As Vikings coach Mike Zimmer explained his decision to fire offensive coordinator John DeFilippo the morning after the team's 21-7 loss at Seattle, he fixated on a stretch that's seen the team go from the top of the NFC North to a fight for the final playoff spot.
"We had to shake things up and try to get better as a football team together," Zimmer said Tuesday. "I didn't feel like we were going in that direction based on the past four or five weeks. It wasn't about one game. It's about the direction we were going throughout the latter part of the season."
DeFilippo took the fall for a clunky offense that's also sputtered because of a beleaguered offensive line and quarterback Kirk Cousins' ill-timed turnovers. But his departure also comes at the end of a two-month span that revealed the philosophical gap between the 40-year-old coordinator and his boss.
Zimmer first publicly called for more offensive balance the day after the Nov. 18 loss to the Bears; sources have said his push to run more started internally around midseason. He reiterated concerns about the commitment to the run after a Dec. 2 loss to the Patriots.
The Vikings were eighth in the league in yards and 10th in points through seven games, after they put up a season-high 37 points on Oct. 21, improving to 4-2-1 with a victory over the Jets on a windy day at MetLife Stadium. In their six games since, they have averaged 324 yards and 17.5 points per game, ranking near the bottom of the league in both categories.
In three of those six games, the Vikings ran on a majority of first and second downs in the first half, though their commitment to the run has sometimes flagged, most notably at New England, when they ran only six times in the second half after averaging 9.6 yards per carry in the first.
The Vikings ran 21 times in their first 48 plays Monday, though they threw on four of five third-and-short situations while the game was still within reach, converting only one on a Cousins QB sneak.
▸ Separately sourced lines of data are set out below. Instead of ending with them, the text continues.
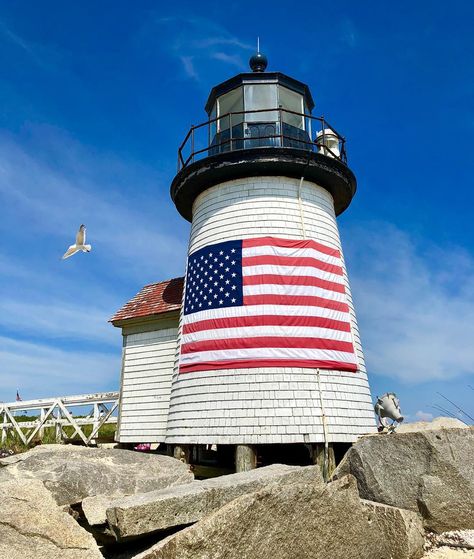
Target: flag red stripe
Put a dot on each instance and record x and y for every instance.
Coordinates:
(293, 280)
(300, 300)
(266, 320)
(252, 363)
(267, 341)
(291, 261)
(288, 243)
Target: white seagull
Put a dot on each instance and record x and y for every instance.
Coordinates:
(80, 243)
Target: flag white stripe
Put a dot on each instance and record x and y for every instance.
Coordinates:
(258, 331)
(296, 271)
(266, 310)
(294, 290)
(268, 353)
(269, 250)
They came within minutes of their first shutout since a 34-0 loss to the Packers in 2007. By Tuesday morning, Zimmer decided he needed to make a change.
"I just didn't think we were making enough advancement in this part of the season to continue to go forward the way we want to go forward," he said Tuesday. "I'm not going to get into specifics about some of the things. I just felt it was in the best interest of the team to make this move now."